A complete, end-to-end implementation of a Native Multimodal Model built with JAX/Flax, featuring a high-performance training pipeline and a modern React-based chat interface.
This project provides a full-stack solution for training and interacting with multimodal large language models. Unlike traditional modular approaches, this repository focuses on native multimodal integration, where images and text are processed within a unified architecture.
- JAX-Powered Backend: Extreme performance and scalability using JAX and Flax/Linen.
- Full Pipeline: Includes scripts for tokenizer training, data preparation (LLaVA), pretraining, and Supervised Fine-Tuning (SFT).
- Native Multimodal: Unified processing of text and image data.
- Modern Chat UI: A sleek, responsive frontend built with React, Vite, and TailwindCSS for real-time interaction.

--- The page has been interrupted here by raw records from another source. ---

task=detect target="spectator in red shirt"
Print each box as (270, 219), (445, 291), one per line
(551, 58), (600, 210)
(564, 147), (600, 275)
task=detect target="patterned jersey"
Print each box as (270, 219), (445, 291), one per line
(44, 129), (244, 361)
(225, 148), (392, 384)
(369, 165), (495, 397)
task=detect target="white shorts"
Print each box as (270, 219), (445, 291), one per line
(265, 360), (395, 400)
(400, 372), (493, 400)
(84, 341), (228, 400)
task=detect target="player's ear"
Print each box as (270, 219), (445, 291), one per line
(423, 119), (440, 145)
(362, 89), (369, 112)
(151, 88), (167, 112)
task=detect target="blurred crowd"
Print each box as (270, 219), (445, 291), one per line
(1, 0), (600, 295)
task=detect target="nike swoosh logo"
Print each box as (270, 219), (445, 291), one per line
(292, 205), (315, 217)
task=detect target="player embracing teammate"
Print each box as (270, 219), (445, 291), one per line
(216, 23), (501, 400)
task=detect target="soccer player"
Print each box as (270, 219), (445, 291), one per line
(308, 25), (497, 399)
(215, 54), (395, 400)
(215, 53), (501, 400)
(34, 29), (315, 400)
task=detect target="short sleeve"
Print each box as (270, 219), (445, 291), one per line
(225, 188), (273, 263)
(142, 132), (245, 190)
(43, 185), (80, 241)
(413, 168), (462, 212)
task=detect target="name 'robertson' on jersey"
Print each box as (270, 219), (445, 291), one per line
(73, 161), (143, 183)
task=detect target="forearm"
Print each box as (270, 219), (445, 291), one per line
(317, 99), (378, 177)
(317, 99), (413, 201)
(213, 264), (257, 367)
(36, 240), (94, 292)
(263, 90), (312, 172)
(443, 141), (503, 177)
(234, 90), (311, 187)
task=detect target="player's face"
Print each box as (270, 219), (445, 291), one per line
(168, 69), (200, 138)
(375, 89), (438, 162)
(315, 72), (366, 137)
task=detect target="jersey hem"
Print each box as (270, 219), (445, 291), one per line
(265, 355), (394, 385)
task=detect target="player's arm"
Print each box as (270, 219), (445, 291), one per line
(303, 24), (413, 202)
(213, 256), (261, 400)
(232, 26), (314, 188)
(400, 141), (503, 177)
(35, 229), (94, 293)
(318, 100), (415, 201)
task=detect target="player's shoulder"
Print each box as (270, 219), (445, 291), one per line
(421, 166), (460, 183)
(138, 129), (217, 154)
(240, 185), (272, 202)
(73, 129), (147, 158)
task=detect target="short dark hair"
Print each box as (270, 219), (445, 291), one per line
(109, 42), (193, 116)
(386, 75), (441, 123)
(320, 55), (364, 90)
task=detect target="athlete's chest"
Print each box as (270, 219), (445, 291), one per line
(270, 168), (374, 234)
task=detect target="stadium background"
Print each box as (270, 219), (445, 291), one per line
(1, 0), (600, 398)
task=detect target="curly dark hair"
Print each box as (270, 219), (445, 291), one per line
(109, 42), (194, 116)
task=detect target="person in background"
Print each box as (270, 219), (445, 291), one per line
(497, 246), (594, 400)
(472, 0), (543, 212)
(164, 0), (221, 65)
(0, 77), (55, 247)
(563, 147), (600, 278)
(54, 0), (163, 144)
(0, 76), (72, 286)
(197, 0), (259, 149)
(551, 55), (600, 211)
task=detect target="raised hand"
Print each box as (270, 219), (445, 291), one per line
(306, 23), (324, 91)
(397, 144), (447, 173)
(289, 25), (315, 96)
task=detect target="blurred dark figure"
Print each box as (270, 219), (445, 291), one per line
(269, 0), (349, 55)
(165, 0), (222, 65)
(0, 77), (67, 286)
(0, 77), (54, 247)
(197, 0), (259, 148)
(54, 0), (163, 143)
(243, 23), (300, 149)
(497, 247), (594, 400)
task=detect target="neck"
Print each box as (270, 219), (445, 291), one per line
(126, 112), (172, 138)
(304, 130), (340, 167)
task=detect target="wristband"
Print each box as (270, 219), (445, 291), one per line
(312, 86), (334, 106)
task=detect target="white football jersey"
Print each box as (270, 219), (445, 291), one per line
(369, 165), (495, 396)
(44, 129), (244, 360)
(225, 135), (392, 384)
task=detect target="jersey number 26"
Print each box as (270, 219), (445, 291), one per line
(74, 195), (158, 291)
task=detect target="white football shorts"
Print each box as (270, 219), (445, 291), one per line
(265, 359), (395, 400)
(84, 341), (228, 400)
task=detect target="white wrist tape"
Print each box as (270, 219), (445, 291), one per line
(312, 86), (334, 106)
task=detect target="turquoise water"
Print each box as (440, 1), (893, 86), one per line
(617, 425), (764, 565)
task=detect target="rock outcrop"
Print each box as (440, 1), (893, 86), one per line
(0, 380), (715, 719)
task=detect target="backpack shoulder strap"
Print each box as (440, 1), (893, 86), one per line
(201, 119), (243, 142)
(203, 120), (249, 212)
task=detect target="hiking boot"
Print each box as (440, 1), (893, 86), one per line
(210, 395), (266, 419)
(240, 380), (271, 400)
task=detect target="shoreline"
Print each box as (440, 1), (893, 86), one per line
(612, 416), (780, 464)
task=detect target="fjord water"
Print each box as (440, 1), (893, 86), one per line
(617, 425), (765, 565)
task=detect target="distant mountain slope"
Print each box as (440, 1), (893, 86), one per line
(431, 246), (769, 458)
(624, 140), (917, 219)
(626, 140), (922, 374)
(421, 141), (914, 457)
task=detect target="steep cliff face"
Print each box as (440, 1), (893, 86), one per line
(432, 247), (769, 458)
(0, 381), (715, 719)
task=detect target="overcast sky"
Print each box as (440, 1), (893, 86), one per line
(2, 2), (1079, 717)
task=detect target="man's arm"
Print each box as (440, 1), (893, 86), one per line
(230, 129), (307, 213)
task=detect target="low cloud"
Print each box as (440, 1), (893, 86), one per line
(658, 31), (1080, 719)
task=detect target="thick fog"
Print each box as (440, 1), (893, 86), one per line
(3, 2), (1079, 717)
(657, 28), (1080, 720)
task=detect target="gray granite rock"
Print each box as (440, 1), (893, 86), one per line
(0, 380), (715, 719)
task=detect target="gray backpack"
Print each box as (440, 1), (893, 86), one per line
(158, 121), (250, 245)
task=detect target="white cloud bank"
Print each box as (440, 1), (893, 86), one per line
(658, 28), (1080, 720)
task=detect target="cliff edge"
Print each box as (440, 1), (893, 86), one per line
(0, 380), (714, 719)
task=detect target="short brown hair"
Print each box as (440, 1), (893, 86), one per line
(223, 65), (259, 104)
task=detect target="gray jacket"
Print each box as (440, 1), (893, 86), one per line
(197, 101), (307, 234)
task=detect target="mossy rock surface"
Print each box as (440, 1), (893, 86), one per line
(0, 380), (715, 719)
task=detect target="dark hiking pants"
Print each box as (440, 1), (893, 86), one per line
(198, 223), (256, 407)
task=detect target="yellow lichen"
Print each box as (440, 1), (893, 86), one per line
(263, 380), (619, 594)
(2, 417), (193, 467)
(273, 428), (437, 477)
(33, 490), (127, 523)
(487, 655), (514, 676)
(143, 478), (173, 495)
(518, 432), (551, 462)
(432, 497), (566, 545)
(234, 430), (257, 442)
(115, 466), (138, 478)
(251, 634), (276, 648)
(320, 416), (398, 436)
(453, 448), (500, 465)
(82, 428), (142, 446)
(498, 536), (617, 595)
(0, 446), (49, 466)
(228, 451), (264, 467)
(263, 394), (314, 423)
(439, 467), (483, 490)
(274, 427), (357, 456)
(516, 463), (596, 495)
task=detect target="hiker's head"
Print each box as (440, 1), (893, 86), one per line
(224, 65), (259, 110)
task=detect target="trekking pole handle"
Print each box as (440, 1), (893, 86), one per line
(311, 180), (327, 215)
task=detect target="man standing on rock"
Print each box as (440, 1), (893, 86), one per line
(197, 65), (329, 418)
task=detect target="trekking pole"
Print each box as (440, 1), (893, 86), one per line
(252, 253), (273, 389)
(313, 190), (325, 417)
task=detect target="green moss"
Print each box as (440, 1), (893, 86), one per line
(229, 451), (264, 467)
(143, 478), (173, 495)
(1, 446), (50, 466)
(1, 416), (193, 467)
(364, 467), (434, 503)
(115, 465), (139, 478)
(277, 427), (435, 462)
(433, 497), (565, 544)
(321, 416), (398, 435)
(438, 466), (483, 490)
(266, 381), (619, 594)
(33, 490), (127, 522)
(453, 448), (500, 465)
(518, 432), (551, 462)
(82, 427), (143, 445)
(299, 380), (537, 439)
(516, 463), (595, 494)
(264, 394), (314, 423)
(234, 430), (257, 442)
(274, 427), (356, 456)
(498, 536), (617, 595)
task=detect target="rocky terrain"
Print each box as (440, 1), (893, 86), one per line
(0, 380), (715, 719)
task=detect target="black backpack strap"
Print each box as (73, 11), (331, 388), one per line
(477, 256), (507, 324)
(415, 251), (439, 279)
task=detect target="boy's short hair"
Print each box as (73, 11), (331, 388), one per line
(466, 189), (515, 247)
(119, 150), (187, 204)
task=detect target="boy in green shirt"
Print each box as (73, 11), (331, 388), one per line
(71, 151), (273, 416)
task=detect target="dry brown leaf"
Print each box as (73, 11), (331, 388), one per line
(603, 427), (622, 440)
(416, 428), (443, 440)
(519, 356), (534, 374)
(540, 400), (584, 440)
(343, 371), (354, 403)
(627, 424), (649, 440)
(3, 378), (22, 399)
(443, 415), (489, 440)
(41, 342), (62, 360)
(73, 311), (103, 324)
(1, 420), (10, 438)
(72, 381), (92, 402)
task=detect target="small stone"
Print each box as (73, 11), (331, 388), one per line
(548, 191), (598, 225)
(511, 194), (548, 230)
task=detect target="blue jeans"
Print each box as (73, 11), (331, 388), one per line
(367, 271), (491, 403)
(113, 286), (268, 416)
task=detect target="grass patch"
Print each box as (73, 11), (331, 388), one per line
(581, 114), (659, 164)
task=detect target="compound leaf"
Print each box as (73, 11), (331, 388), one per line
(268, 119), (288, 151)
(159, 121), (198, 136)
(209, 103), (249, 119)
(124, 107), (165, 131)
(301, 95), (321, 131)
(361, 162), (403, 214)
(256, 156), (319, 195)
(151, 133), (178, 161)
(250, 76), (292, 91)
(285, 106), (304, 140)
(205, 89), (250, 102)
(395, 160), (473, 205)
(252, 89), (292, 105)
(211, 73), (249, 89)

The repository is organized into two main components:
| Component | Description |
|---|---|
native-mm/ |
The core machine learning codebase (JAX models, training scripts, data loaders). |
chat-ui/ |
The React-based frontend application for interacting with the model. |
cd native-mm
uv venv
uv pip install .Refer to the native-mm documentation for detailed steps on:
- Training your own tokenizer.
- Preparing the LLaVA dataset.
- Running Pretraining & SFT.
- Starting the Chat Server.
cd chat-ui
npm install
npm run devThe UI will be available at http://localhost:5173. Make sure the backend server (from native-mm) is running to enable chat functionality.